SUARA INDONESIA, MALANG - Wakil Ketua Dewan Perwakilan Rakyat Daerah (DPRD) Kabupaten Malang, Sudarman, menegaskan pentingnya penguatan kelembagaan Pemberdayaan dan Kesejahteraan Keluarga (PKK) sebagai mitra strategis pemerintah dalam pembangunan desa.
Dalam pemaparannya, politisi yang juga menjabat sebagai Ketua DPD Partai Golkar Kabupaten Malang ini menyoroti bahwa PKK bukan sekadar organisasi pendamping, melainkan motor penggerak utama partisipasi sosial, peningkatan ekonomi keluarga, dan pengentasan masalah kesehatan seperti stunting langsung di tingkat akar rumput.

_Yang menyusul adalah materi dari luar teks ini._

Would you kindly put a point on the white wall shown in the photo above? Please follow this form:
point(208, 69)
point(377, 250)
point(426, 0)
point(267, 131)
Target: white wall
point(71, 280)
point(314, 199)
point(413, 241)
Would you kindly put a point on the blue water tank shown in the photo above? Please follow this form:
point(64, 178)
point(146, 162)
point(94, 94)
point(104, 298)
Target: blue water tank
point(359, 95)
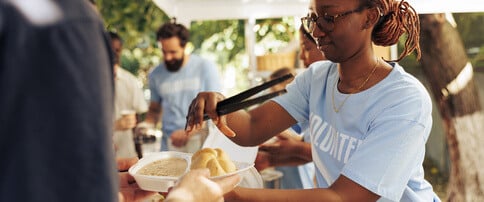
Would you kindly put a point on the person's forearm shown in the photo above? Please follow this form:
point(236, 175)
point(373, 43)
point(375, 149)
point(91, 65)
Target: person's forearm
point(256, 126)
point(153, 114)
point(304, 151)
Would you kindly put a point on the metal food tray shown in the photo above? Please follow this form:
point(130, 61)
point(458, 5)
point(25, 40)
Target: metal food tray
point(163, 183)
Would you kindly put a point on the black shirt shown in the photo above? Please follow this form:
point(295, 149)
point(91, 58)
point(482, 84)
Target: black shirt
point(56, 103)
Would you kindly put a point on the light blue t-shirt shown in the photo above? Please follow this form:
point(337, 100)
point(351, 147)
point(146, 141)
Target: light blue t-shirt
point(378, 137)
point(176, 90)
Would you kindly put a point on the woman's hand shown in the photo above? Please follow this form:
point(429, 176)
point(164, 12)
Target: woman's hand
point(196, 186)
point(128, 189)
point(206, 103)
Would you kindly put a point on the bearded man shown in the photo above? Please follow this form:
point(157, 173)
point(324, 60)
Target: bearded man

Sudarman menjelaskan bahwa langkah penguatan ini didukung oleh fondasi hukum yang kokoh, mulai dari Undang-Undang Nomor 6 Tahun 2014 tentang Desa hingga Permendagri Nomor 18 Tahun 2018 yang menempatkan PKK sebagai bagian dari Lembaga Kemasyarakatan Desa (LKD).
Di tingkat daerah, komitmen tersebut diperkuat lewat regulasi lokal seperti Perda Kabupaten Malang Nomor 8 Tahun 2021 serta Peraturan Bupati Malang Nomor 182 Tahun 2021 tentang Rencana Strategis Dinas Pemberdayaan Masyarakat dan Desa (DPMD) 2021–2026.
Pemerintah Kabupaten Malang juga mengintegrasikan 10 Program Pokok PKK ke dalam arah pembangunan daerah dengan target ambisius, yakni menjaga tingkat keaktifan PKK dan Posyandu di seluruh wilayah agar tetap bertahan di angka 100 persen.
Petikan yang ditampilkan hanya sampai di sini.